Last night AMC ran The Day The Earth Stood Still. The original, not the Keanu one. I've been thinking about Klaatu's final speech to the assembled Earth folk, where he lays out the choices: Stick to Earth and do what you please, venture in to space while continuing your warlike ways and be obliterated, or clean up your act, and join or interplanetary community.
He talks about how the civilizations on other worlds understand the need for law and order, like Earthlings, but out in space, they entrusted the robots with the task of law enforcement. What I find interesting is he says they've given the robots 'absolute power over us'*. Also that the penalty for provoking them is 'too terrible to risk'. The way he frames it, this leaves the people free from war and aggression, to pursue more 'profitable enterprises'**. Which I can see. They can't make war, or fight, because they'll be killed, or their planet destroyed, so they have to find something else to occupy their time.
It sounds like a civilization built on fear. Don't be aggressive, because if you are Robot Guy will disintegrate you. I don't know how much aggression is required to bring the Death Beam down upon you, or how much leeway the robots have in their interpretation of aggression. Gort killed those two soldiers who were moving slowly towards him, though they hadn't fired upon him yet (and weren't capable of damaging him with their popguns), which suggests the robots aren't big on shades of gray. It doesn't sound all that different from what we have on Earth. There are people who don't commit crimes because they believe it's wrong, or it wouldn't occur to them. There are also people who don't commit crimes because they're afraid of being caught and thrown in prison, or executed. We don't use robots with laser eyes, and I don't know that there's a set of laws all countries across Earth obey equally (whereas I get the impression every planet in the alliance Klaatu's part of follows the same rules), but the concept doesn't seem that different.
At the time the movie was released, the U.S. and the Soviets had atomic weapons, so everybody was a little edgy about whether they'd blow each other (and everyone else on the planet) to smithereens. So the idea of come on people, now, smile on your brother, everybody get together and we'll be able to join a totally awesome Space Civilization sounds pretty appealing. Better than death by atomic fire, and it'd be a sign of growth as a species if people could put aside ideological differences and work together. I have a hard time picturing that, all sides trying to find some equitable middle ground that everyone can be satisfied with.

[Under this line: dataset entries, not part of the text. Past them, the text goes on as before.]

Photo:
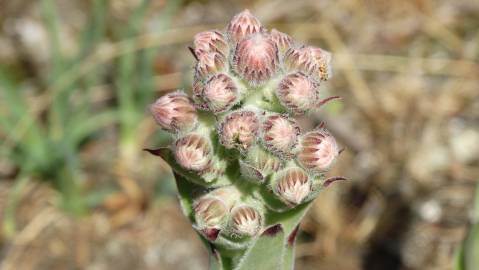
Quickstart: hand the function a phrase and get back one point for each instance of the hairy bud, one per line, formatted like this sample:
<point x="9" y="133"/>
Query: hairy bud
<point x="245" y="221"/>
<point x="210" y="41"/>
<point x="256" y="59"/>
<point x="210" y="211"/>
<point x="318" y="150"/>
<point x="312" y="61"/>
<point x="280" y="134"/>
<point x="239" y="129"/>
<point x="174" y="112"/>
<point x="282" y="40"/>
<point x="220" y="93"/>
<point x="209" y="63"/>
<point x="297" y="93"/>
<point x="258" y="164"/>
<point x="193" y="152"/>
<point x="242" y="25"/>
<point x="292" y="185"/>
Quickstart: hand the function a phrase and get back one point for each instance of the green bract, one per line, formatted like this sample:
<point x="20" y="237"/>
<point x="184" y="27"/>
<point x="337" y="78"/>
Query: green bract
<point x="245" y="172"/>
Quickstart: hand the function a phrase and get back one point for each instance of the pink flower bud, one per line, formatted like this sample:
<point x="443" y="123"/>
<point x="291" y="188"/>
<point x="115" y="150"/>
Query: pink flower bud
<point x="297" y="93"/>
<point x="174" y="112"/>
<point x="318" y="150"/>
<point x="242" y="25"/>
<point x="256" y="59"/>
<point x="245" y="221"/>
<point x="210" y="212"/>
<point x="280" y="134"/>
<point x="209" y="63"/>
<point x="282" y="40"/>
<point x="210" y="41"/>
<point x="220" y="93"/>
<point x="193" y="152"/>
<point x="292" y="185"/>
<point x="312" y="61"/>
<point x="239" y="130"/>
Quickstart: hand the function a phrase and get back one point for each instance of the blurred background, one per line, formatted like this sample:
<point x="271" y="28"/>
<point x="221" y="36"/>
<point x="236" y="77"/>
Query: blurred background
<point x="76" y="77"/>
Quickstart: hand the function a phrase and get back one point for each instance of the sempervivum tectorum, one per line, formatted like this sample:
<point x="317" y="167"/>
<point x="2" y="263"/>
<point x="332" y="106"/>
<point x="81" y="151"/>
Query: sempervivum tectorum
<point x="243" y="167"/>
<point x="319" y="150"/>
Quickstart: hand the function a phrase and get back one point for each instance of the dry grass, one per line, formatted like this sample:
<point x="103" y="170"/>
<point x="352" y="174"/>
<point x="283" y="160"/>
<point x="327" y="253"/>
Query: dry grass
<point x="408" y="75"/>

It still feels like trading one Sword of Damocles for another, though. In theory the robots would be better, because you can be killed by an A-Bomb even if you had nothing to do with what brought things to the point somebody uses one. With Gort and his ilk, if you're being disintegrated, you were probably actively taking part in the "aggression" that was deemed objectionable. On the other hand, Gort doesn't seem like someone you could reason with, or make an appeal to. Gort sees you do something, he acts, you're more than likely screwed. With other people, there's at least a chance you could reason with them, convince them not to stay on their present course. It might fail, they might be hellbent on carrying out their plans, but there's a chance.
* Which isn't true is, it? Klaatu is able to give Gort commands, override his impulses to eradicate everything. Maybe it works because Klaatu isn't the one doing things that Gort would respond to.
** The way he says that makes me wonder what he means. It sounds ominous. "The assembled Great Powers agree to set aside their differences to exploit all the lesser people of the universe" and all that. I may just be an distrustful person.